Forge packages now ship TypeScript 5-compatible type declarations and declare an optional peer dependency on typescript >= 5.0.0.
What's changing
TypeScript 4 compatibility is not guaranteed in future releases.
An optional peer dependency on typescript >= 5.0.0 has been added to each package.
What you need to do
If you use TypeScript, and want to use the latest Forge package versions, upgrade to TypeScript 5:
In your project, run: npm install typescript@^5.0.0 --save-dev
Update your Forge package dependencies to the latest major version.
Review your tsconfig.json for any TypeScript 5-specific settings you may want to enable.
Re-build and test your app.
Forge Object Store and front-end `useObjectStore` hook is now available in Preview. Forge Object Store EAP is now closed.
The Preview release provides improvements to pre-signed links and adds CDN support. The service will be available to all developers as a billable capability, starting on Jul 1, 2026.
Please review the available documentation, ‘useObjectStore’ documentation and pricing information to get started with Forge Object Store, including assessing all of the current limitations of the service.
Forge Object Store EAP environment will be decommissioned, and all relevant data will be deleted, from Jul 20, 2026. EAP participants will need to transition relevant apps to use Preview capability.
Following the deprecation announcement last year, access to the old workflow editor will be removed for all customers starting July 13, 2026.
What you need to do
Review your apps: If you own workflow-related apps, ensure your rules provide a high quality experience in the new editor.
Implement rule descriptions: We recommend providing dynamic configuration descriptions for Forge and Connect workflow rules.
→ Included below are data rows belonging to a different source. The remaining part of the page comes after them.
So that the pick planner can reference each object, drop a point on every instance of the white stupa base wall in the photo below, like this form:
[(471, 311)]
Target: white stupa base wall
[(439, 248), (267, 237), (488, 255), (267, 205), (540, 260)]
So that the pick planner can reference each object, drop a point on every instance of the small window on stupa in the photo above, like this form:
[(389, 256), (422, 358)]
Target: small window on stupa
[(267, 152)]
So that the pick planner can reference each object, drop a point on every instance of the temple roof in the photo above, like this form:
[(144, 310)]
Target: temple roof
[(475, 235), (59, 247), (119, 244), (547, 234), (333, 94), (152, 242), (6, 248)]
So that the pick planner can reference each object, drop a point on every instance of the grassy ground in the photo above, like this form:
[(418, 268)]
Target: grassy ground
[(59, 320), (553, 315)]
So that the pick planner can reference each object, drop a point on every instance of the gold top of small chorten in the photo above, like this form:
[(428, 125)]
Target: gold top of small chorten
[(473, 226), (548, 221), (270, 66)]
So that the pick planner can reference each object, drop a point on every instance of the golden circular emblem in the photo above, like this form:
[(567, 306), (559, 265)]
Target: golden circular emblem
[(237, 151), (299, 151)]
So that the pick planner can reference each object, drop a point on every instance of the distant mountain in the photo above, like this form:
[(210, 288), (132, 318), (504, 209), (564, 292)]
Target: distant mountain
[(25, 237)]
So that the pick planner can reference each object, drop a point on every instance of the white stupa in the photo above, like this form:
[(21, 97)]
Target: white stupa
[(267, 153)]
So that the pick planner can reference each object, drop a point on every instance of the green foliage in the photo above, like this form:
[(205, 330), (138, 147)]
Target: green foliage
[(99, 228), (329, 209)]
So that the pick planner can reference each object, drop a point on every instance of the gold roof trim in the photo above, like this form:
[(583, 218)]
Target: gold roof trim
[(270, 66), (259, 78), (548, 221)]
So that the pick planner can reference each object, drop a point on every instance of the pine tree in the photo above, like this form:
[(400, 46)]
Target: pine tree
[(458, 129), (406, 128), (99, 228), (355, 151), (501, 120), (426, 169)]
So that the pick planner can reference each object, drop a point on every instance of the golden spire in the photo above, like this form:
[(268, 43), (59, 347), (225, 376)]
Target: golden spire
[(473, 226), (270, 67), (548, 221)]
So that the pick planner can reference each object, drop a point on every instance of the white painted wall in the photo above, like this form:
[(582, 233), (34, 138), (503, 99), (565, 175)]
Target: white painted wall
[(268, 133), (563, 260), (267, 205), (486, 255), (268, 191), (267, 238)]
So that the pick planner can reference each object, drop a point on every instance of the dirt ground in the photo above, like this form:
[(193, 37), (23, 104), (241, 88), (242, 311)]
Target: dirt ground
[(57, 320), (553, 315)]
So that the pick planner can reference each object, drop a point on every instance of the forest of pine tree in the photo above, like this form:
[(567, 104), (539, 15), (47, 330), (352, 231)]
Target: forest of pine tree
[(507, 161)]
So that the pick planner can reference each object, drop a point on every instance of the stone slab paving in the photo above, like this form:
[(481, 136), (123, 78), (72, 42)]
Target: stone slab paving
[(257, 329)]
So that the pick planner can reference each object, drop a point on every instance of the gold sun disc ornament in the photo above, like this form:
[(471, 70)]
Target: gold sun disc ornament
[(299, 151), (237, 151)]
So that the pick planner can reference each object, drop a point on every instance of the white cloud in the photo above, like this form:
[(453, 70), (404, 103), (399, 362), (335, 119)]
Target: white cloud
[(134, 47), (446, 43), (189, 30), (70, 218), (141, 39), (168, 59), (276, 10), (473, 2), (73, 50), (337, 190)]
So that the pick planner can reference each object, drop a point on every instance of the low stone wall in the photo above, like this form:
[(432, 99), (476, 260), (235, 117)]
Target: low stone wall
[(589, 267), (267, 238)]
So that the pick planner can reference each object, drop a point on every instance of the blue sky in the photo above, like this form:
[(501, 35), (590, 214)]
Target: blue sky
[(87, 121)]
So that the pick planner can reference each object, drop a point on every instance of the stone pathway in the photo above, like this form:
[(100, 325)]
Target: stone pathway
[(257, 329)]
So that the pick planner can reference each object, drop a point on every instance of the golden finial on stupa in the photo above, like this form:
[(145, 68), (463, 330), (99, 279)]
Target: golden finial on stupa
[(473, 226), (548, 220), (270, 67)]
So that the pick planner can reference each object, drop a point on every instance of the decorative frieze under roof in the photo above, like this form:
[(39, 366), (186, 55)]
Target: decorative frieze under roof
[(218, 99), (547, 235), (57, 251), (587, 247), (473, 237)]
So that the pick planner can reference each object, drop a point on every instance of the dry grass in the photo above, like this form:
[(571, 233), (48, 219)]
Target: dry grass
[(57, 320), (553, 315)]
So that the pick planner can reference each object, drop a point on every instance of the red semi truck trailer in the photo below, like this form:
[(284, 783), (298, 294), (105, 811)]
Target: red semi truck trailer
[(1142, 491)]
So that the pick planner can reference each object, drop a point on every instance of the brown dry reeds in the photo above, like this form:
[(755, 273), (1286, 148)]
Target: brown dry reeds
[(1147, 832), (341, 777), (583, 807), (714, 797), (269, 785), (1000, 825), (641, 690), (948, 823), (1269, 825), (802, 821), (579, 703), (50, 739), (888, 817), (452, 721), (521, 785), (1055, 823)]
This helps admins understand your app's rules at a glance within the new editor.
Test and report issues: If you encounter any behavior issues in the new workflow editor, please raise a support ticket.
For more details refer to the community announcement.
The Developer Space Insights dashboard gives you an aggregated view of log volume, errors, alerts, performance, and cost data across your Forge apps — helping you quickly identify which apps need attention.
Access it by selecting Insights from the navigation menu in your Developer Space. The dashboard includes seven charts (showing top 3 apps where applicable), and clicking any app in a chart takes you directly to its relevant monitoring view:
Log volume by level – Total log lines broken down by log level (INFO, WARN, ERROR, DEBUG).
Apps by error log volume – Apps ranked by error log count.
Open alerts by app – Apps with currently open alerts.
Apps by invocation errors – Apps ranked by invocation errors.
Apps by latency – Apps ranked by response latency.
Apps by invocation count – Apps ranked by invocation count.
Top apps by resource usage – Apps ranked by Forge usage based cost.
All Developer Space roles (Admin, Developer, and Viewer) can access the Insights dashboard. For more information, see Developer Space Insights dashboard.
The Workflow Search API now supports a new optional projectId query parameter. When provided, the search returns only the workflows used by that project. You can combine it with the existing scope parameter, but the project must belong to the same scope you specify - otherwise no workflows are returned.